There have been some reports that some IMOs have caused blood glucose spikes among consumers, which could be a concern for diabetics who might consume a product expecting a low net carb load. In one case, an IMO was the subject of a class action lawsuit filed in 2013 against Quest Nutrition LLC that alleged the company was overstating the fiber content and understating the carbohydrate content of its nutrition bars. (Quest lists ‘corn fiber’ on its label.) That suit was subsequently dismissed.

So what’s the takeaway?  It certainly is possible to produce an IMO that performs like the prebiotic fiber it claims to be on the label. “The prebiotic effect specificity has been proved to be driven by the nature and the structure of the oligosaccharides,” the French researchers wrote. But for a consumer, it’s difficult at the moment to know if the IMO used in a product has solid digestibility data behind it that could be linked to an ingredient brand, since generic ingredient callouts still seem to be the rule. And a key point hovering over the entire discussion is that the term ‘prebiotic’ is at present mostly a marketing term.

“The term prebiotic is not regulated by the FDA. The concept of prebiotics was introduced two decades ago.  The original definition went through several revisions and the scientific community continues to debate what it means to be a ‘prebiotic’. Lacking a legal definition, the food and supplement industry, consumers and healthcare professionals add their own slants to this term.
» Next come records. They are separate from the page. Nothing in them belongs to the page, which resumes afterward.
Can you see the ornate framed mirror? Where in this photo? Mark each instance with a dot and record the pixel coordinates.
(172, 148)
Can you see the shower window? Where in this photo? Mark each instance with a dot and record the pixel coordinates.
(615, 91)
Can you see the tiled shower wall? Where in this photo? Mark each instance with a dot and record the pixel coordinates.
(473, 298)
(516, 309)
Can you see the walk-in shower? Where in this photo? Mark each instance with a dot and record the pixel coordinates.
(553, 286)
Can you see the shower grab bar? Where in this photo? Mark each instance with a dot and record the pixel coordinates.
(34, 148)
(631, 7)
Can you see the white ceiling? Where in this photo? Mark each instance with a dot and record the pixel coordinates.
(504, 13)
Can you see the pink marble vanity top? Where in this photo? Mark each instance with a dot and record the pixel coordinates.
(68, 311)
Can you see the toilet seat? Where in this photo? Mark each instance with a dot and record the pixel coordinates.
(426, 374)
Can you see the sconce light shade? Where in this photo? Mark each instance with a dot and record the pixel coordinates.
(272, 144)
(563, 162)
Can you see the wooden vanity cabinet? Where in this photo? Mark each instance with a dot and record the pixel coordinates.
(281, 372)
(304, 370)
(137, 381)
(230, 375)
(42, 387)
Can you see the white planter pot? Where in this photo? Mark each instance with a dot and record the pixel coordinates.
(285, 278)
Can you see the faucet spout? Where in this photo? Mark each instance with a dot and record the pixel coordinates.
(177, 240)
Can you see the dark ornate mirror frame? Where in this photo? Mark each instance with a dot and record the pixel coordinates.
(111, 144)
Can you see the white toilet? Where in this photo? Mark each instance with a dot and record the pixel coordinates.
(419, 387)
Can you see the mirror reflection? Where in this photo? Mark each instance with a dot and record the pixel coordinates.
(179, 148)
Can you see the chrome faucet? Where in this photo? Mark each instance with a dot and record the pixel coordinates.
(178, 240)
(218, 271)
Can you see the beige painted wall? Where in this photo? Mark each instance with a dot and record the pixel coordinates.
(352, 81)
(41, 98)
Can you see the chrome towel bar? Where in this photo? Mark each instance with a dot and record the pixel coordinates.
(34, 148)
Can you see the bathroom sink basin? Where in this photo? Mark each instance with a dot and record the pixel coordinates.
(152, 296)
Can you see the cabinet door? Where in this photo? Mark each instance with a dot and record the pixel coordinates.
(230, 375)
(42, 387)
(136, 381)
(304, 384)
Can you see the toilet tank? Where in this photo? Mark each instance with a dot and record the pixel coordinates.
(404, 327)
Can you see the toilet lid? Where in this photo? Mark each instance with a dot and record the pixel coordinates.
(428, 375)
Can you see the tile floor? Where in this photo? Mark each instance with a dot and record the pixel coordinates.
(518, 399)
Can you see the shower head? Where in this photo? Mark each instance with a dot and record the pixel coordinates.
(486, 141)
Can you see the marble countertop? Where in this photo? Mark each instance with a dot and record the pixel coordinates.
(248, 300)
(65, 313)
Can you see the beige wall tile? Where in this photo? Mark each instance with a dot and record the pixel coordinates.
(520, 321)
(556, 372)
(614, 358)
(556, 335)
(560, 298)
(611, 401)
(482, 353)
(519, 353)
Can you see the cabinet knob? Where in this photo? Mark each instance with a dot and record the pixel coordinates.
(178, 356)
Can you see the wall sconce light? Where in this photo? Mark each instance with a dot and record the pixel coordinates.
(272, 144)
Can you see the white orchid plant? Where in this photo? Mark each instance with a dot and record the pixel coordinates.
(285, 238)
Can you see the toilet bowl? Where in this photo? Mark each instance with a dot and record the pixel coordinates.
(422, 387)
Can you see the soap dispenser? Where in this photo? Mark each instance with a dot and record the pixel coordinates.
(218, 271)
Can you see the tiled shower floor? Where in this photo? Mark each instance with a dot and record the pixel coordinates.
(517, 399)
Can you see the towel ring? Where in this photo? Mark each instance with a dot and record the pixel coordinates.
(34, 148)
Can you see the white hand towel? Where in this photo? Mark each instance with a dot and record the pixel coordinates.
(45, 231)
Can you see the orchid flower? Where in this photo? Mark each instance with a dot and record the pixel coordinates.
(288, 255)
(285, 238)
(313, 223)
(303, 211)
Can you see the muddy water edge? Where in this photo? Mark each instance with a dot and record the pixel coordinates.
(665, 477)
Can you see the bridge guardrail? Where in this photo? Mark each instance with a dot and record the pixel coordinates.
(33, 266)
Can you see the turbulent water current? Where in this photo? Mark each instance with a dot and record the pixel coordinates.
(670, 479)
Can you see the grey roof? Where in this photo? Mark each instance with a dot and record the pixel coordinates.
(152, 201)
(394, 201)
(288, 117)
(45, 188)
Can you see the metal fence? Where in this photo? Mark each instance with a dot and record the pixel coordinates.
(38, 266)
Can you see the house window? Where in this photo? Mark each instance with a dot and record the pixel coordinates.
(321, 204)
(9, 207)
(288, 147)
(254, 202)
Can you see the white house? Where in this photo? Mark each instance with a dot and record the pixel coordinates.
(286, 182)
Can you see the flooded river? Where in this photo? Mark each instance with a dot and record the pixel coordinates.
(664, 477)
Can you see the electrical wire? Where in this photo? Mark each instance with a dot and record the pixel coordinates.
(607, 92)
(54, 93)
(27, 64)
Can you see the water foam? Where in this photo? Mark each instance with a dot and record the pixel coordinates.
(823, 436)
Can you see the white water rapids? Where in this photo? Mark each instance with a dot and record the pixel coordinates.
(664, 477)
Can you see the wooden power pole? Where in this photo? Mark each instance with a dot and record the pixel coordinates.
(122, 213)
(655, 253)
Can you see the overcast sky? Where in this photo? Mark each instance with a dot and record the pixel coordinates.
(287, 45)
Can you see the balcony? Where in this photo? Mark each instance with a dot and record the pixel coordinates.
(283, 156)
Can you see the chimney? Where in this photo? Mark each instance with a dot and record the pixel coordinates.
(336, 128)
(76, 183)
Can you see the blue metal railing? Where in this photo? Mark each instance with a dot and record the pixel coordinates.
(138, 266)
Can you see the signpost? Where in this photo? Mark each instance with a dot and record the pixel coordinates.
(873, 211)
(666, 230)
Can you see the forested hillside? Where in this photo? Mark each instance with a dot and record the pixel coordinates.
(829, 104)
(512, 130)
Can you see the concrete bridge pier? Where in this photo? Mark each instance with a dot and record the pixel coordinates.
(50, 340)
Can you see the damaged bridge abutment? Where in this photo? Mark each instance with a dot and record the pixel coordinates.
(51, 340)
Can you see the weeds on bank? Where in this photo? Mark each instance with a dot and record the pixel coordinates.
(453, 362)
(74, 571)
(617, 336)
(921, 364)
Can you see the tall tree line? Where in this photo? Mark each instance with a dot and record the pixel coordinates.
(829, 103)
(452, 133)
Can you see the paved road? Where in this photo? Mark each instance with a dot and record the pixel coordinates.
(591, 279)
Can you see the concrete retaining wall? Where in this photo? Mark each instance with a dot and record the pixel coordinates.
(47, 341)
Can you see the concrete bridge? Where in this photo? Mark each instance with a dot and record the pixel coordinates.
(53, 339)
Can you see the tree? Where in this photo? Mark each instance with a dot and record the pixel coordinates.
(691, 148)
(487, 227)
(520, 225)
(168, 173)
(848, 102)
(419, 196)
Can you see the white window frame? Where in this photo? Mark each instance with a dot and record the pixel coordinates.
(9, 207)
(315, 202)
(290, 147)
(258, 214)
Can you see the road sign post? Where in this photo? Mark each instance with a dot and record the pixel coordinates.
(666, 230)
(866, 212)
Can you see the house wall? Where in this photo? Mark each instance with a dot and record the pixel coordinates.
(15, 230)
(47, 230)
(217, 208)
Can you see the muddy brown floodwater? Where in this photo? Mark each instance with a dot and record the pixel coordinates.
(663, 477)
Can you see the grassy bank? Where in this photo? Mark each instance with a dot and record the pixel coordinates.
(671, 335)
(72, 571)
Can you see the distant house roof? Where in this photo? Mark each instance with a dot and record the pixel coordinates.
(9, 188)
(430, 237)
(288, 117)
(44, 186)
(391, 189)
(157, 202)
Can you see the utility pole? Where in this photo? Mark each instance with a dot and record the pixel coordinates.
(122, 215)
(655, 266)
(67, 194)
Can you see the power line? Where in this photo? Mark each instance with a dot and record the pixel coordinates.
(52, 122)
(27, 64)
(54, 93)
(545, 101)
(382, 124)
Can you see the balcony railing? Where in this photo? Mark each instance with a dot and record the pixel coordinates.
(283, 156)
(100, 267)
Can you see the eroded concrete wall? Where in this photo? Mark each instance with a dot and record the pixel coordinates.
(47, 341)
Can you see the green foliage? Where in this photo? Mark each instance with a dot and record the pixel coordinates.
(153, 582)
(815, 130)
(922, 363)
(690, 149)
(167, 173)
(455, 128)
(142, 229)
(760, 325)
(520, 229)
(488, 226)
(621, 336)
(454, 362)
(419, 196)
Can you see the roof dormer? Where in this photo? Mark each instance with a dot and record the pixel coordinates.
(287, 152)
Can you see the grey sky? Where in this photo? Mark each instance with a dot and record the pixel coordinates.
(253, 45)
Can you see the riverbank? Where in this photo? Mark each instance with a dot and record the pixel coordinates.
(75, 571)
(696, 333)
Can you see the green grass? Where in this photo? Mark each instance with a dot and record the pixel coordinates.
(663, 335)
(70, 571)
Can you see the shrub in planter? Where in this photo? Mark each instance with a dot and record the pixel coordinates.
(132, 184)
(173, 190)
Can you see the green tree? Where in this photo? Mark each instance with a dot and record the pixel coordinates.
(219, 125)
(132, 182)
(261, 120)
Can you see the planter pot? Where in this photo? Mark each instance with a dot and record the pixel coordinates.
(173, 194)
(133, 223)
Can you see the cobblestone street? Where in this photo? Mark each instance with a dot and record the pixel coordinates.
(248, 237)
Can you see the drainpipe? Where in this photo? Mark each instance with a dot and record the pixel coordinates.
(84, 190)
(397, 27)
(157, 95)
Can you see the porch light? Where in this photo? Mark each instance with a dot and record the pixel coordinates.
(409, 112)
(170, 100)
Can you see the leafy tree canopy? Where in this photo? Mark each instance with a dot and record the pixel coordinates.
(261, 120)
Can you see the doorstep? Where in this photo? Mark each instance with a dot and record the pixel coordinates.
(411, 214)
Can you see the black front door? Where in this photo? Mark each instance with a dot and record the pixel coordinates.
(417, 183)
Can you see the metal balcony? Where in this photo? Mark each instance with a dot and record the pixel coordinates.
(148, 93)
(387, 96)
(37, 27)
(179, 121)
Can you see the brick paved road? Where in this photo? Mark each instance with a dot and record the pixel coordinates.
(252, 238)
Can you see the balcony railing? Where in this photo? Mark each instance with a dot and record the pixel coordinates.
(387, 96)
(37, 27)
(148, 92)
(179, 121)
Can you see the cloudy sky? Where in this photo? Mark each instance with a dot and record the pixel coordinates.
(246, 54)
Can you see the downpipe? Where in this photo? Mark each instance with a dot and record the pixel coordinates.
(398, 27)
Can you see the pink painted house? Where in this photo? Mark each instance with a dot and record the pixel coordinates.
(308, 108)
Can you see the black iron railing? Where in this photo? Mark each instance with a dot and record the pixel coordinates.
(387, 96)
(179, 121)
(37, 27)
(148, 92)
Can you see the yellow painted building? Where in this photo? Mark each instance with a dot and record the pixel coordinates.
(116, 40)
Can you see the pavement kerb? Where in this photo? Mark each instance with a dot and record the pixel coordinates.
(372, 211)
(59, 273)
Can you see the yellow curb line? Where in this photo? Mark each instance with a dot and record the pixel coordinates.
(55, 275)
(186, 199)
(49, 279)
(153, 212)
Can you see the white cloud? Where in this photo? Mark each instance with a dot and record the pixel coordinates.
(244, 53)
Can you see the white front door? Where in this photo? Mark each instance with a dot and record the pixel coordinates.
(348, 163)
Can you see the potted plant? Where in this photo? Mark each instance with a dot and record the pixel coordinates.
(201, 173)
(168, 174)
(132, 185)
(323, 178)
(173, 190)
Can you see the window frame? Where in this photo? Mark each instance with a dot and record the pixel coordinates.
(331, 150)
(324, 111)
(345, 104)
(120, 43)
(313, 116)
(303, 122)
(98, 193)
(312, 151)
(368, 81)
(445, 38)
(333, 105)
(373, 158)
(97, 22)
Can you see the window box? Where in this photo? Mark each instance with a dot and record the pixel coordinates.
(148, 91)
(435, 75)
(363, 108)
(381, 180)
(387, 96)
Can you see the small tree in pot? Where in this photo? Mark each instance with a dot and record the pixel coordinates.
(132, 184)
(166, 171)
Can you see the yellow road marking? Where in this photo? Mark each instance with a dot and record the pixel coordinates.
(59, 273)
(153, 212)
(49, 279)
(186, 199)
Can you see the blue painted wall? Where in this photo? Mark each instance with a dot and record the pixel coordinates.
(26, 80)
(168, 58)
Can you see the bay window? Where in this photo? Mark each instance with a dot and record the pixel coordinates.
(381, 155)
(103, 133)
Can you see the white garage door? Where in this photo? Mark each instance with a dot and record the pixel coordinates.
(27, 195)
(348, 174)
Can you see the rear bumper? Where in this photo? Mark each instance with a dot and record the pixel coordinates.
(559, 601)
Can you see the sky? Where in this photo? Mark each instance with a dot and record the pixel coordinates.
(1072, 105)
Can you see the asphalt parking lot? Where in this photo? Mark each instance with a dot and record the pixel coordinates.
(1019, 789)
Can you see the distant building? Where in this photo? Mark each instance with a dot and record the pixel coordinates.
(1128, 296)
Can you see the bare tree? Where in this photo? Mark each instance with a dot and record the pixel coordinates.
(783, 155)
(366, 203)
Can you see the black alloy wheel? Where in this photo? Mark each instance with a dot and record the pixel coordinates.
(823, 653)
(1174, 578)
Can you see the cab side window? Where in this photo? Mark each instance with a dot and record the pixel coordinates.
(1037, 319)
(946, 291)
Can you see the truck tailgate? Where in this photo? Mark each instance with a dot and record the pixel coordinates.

Advances in community-wide sequencing and glycomics reveal more complex interactions between putative prebiotic substrates and the gut microbiota than previously considered…and requires consensus among scientists before policy makers can come up with an appropriate definition of ‘prebiotic’. Until then, ‘prebiotic’ is a marketing term at best,” said Kantha Shelke, PhD, principal in the Chicago-based food consultancy Corvus Blue LLC.